What it means
آجر (âjor) means brick, specifically the rectangular fired clay block used in construction. Persian borrowed this word from Arabic آجُرّ (ājurr), which itself came through Classical Syriac ܐܲܓܘܼܪܵܐ from Akkadian agurru, meaning fired brick. Unlike raw mud brick, called خشت (khesht), آجر refers to kiln-fired brick that is hardened and durable. This distinction matters in Persian because both materials were used extensively in different types of buildings throughout Iranian history.
How to use it
- دیوار رو با آجر چیدن. (divâr ro bâ âjor chidan.) “They built the wall with bricks.”
- این خونه آجریه. (in khune âjoriye.) “This house is built of brick.”
- آجرا رو روی هم گذاشت. (âjorâ ro ru-ye ham gozâsht.) “He stacked the bricks on top of each other.”

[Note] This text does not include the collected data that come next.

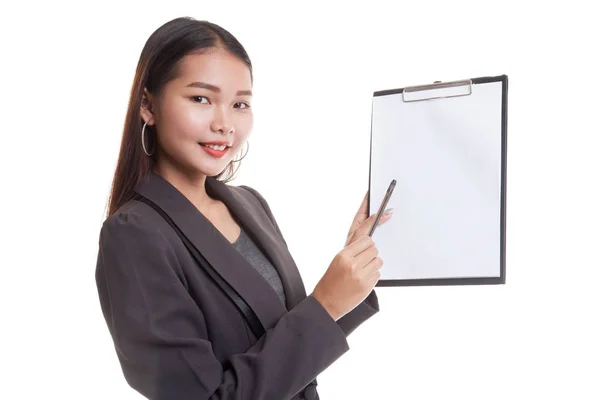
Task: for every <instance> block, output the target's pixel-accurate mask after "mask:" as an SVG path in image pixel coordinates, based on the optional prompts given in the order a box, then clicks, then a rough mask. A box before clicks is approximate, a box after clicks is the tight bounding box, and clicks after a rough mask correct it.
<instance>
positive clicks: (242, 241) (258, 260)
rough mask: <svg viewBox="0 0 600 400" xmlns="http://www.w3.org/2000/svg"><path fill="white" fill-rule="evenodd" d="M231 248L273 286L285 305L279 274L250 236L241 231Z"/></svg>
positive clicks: (281, 300) (284, 293)
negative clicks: (240, 254) (255, 269)
mask: <svg viewBox="0 0 600 400" xmlns="http://www.w3.org/2000/svg"><path fill="white" fill-rule="evenodd" d="M232 244H233V246H234V247H235V248H236V249H237V250H238V251H239V252H240V253H241V254H242V255H243V256H244V257H245V258H246V259H247V260H248V261H249V262H250V264H252V265H253V266H254V268H256V270H257V271H258V272H260V274H261V275H262V276H263V277H264V278H265V279H266V280H267V282H269V283H270V284H271V286H273V289H275V291H276V292H277V294H278V295H279V298H280V299H281V301H282V302H283V304H284V305H285V293H284V291H283V285H282V284H281V279H280V278H279V273H277V270H276V269H275V267H274V266H273V264H271V262H270V261H269V260H268V259H267V258H266V257H265V256H264V254H263V253H262V252H261V251H260V249H259V248H258V247H257V246H256V245H255V244H254V241H253V240H252V239H251V238H250V236H248V235H246V232H244V230H243V229H242V230H241V233H240V236H239V237H238V238H237V240H236V241H235V242H233V243H232Z"/></svg>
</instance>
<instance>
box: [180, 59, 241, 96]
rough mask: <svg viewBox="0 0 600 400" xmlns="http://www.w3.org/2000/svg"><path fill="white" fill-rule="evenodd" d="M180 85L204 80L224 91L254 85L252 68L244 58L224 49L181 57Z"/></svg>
mask: <svg viewBox="0 0 600 400" xmlns="http://www.w3.org/2000/svg"><path fill="white" fill-rule="evenodd" d="M180 72H181V74H180V75H179V77H178V78H177V81H178V83H179V84H180V85H183V86H186V85H188V84H189V83H192V82H204V83H209V84H211V85H215V86H218V87H220V88H221V89H222V90H223V91H228V90H231V91H238V90H249V89H251V87H252V80H251V77H250V69H249V68H248V66H247V65H246V63H244V62H243V61H242V60H240V59H239V58H238V57H237V56H235V55H233V54H231V53H230V52H228V51H226V50H222V49H214V50H210V51H209V52H207V53H204V54H188V55H186V56H185V57H183V58H182V59H181V62H180Z"/></svg>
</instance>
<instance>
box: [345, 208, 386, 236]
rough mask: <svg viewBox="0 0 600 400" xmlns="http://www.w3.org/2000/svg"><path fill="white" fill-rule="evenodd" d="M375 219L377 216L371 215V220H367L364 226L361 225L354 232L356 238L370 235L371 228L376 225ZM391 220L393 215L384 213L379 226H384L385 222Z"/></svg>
mask: <svg viewBox="0 0 600 400" xmlns="http://www.w3.org/2000/svg"><path fill="white" fill-rule="evenodd" d="M375 218H377V214H373V215H371V216H370V217H369V218H367V219H366V220H365V221H363V223H362V224H360V226H359V227H358V228H357V229H356V230H355V231H354V233H353V234H354V235H356V236H362V235H368V234H369V231H370V230H371V227H372V226H373V224H374V223H375ZM391 218H392V213H389V214H385V213H384V214H382V215H381V218H380V219H379V223H378V224H377V225H378V226H379V225H381V224H383V223H384V222H387V221H389V220H390V219H391Z"/></svg>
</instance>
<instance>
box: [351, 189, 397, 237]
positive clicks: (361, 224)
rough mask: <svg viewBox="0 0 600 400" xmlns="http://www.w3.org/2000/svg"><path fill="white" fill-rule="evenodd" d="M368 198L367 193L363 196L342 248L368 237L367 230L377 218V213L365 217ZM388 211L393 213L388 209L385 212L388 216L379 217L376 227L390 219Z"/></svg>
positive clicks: (390, 209)
mask: <svg viewBox="0 0 600 400" xmlns="http://www.w3.org/2000/svg"><path fill="white" fill-rule="evenodd" d="M368 197H369V192H367V194H365V198H364V199H363V202H362V204H361V205H360V208H359V209H358V212H357V213H356V216H355V217H354V221H352V226H350V230H349V231H348V236H347V237H346V244H345V245H344V247H346V246H348V245H349V244H351V243H353V242H354V241H355V240H356V239H358V238H359V237H361V236H365V235H368V234H369V230H370V229H371V226H373V223H374V222H375V217H376V216H377V213H375V214H373V215H371V216H370V217H369V216H368V215H367V198H368ZM388 210H391V211H393V209H392V208H388V209H387V210H386V211H387V212H388V214H386V213H385V212H384V213H383V215H382V216H381V218H380V219H379V223H378V224H377V225H381V224H383V223H384V222H386V221H389V220H390V218H392V213H391V212H389V211H388Z"/></svg>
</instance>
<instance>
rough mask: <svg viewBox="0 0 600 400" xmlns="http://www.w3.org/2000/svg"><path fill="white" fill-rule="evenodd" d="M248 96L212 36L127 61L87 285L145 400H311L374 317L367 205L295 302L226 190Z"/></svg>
mask: <svg viewBox="0 0 600 400" xmlns="http://www.w3.org/2000/svg"><path fill="white" fill-rule="evenodd" d="M251 89H252V65H251V63H250V60H249V58H248V55H247V54H246V52H245V50H244V48H243V47H242V46H241V44H240V43H239V42H238V41H237V40H236V39H235V38H234V37H233V36H232V35H231V34H230V33H229V32H227V31H226V30H224V29H222V28H221V27H219V26H217V25H214V24H211V23H209V22H205V21H196V20H194V19H191V18H178V19H175V20H173V21H170V22H168V23H166V24H165V25H163V26H162V27H160V28H159V29H158V30H156V31H155V32H154V33H153V34H152V35H151V36H150V38H149V39H148V41H147V43H146V45H145V47H144V49H143V51H142V54H141V56H140V60H139V63H138V66H137V71H136V75H135V79H134V82H133V87H132V90H131V98H130V102H129V107H128V110H127V116H126V121H125V128H124V134H123V141H122V144H121V150H120V154H119V159H118V163H117V168H116V172H115V176H114V181H113V187H112V192H111V196H110V200H109V212H108V214H109V216H108V218H107V220H106V221H105V223H104V224H103V226H102V230H101V233H100V249H99V254H98V263H97V269H96V282H97V286H98V293H99V296H100V302H101V306H102V312H103V314H104V317H105V320H106V323H107V325H108V329H109V331H110V334H111V336H112V339H113V341H114V345H115V349H116V351H117V355H118V358H119V361H120V364H121V367H122V370H123V373H124V376H125V378H126V380H127V382H128V383H129V384H130V385H131V387H133V388H134V389H136V390H137V391H138V392H139V393H141V394H142V395H144V396H146V397H147V398H150V399H170V400H171V399H194V400H201V399H277V400H286V399H292V398H293V399H318V398H319V397H318V395H317V391H316V385H317V383H316V379H315V378H316V377H317V375H318V374H319V373H320V372H321V371H323V370H324V369H325V368H327V367H328V366H329V365H330V364H331V363H332V362H334V361H335V360H336V359H337V358H339V357H340V356H341V355H342V354H343V353H344V352H346V351H347V350H348V344H347V341H346V338H347V336H348V335H349V334H350V333H351V332H352V331H353V330H354V329H355V328H356V327H357V326H359V325H360V324H361V323H362V322H364V321H365V320H366V319H368V318H369V317H370V316H372V315H373V314H375V313H376V312H377V311H378V310H379V306H378V301H377V296H376V294H375V291H374V290H373V287H374V286H375V284H376V282H377V280H378V278H379V269H380V267H381V265H382V261H381V259H380V258H379V257H377V249H376V247H375V246H374V243H373V241H372V240H371V238H369V237H368V236H367V235H366V231H367V230H368V229H369V227H370V225H371V224H373V221H374V220H373V217H371V218H367V215H366V205H367V197H365V199H364V201H363V204H362V205H361V208H360V209H359V212H358V214H357V215H356V218H355V220H354V222H353V224H352V227H351V229H350V231H349V235H348V240H347V243H346V246H345V248H344V249H343V250H342V251H341V252H339V253H338V254H337V255H336V256H335V258H334V260H333V261H332V263H331V265H330V266H329V268H328V269H327V271H326V273H325V275H324V276H323V278H322V279H321V280H320V281H319V283H318V284H317V285H316V287H315V289H314V291H313V292H312V293H311V294H310V295H308V296H307V295H306V293H305V289H304V286H303V284H302V280H301V277H300V274H299V272H298V269H297V267H296V265H295V263H294V260H293V259H292V256H291V255H290V253H289V251H288V248H287V244H286V242H285V240H284V238H283V236H282V234H281V231H280V230H279V228H278V226H277V223H276V221H275V219H274V217H273V214H272V213H271V210H270V209H269V206H268V204H267V202H266V201H265V199H264V198H263V197H262V196H261V195H260V194H259V193H258V192H257V191H256V190H254V189H253V188H251V187H248V186H232V185H228V184H227V182H228V179H230V178H231V177H232V176H233V174H234V172H235V171H236V170H237V169H235V168H234V165H239V164H237V163H238V162H239V160H236V159H234V155H235V154H237V153H238V151H239V150H240V149H241V148H242V147H243V146H244V145H247V139H248V136H249V134H250V131H251V128H252V111H251V110H252V109H251V96H252V92H251ZM246 151H247V150H246ZM242 158H243V157H242ZM387 219H389V216H386V217H384V218H382V219H381V223H383V222H385V221H386V220H387Z"/></svg>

- رنگ آجرای قدیمی خیلی قشنگه. (rang-e âjorâ-ye ghadimi kheyli ghashange.) “The color of old bricks is very beautiful.”
Cultural note
Iran has one of the oldest brick-making traditions in the world. The Ziggurat of Choghazanbil, built around 1250 BCE in what is now Khuzestan, used millions of sun-dried and fired bricks, many still stamped with the name of the king who ordered them. In the Islamic period, Persian craftsmen elevated plain brick into a decorative art, using geometric brickwork patterns on minarets and domes that became a hallmark of Iranian architecture from the Seljuk era onward.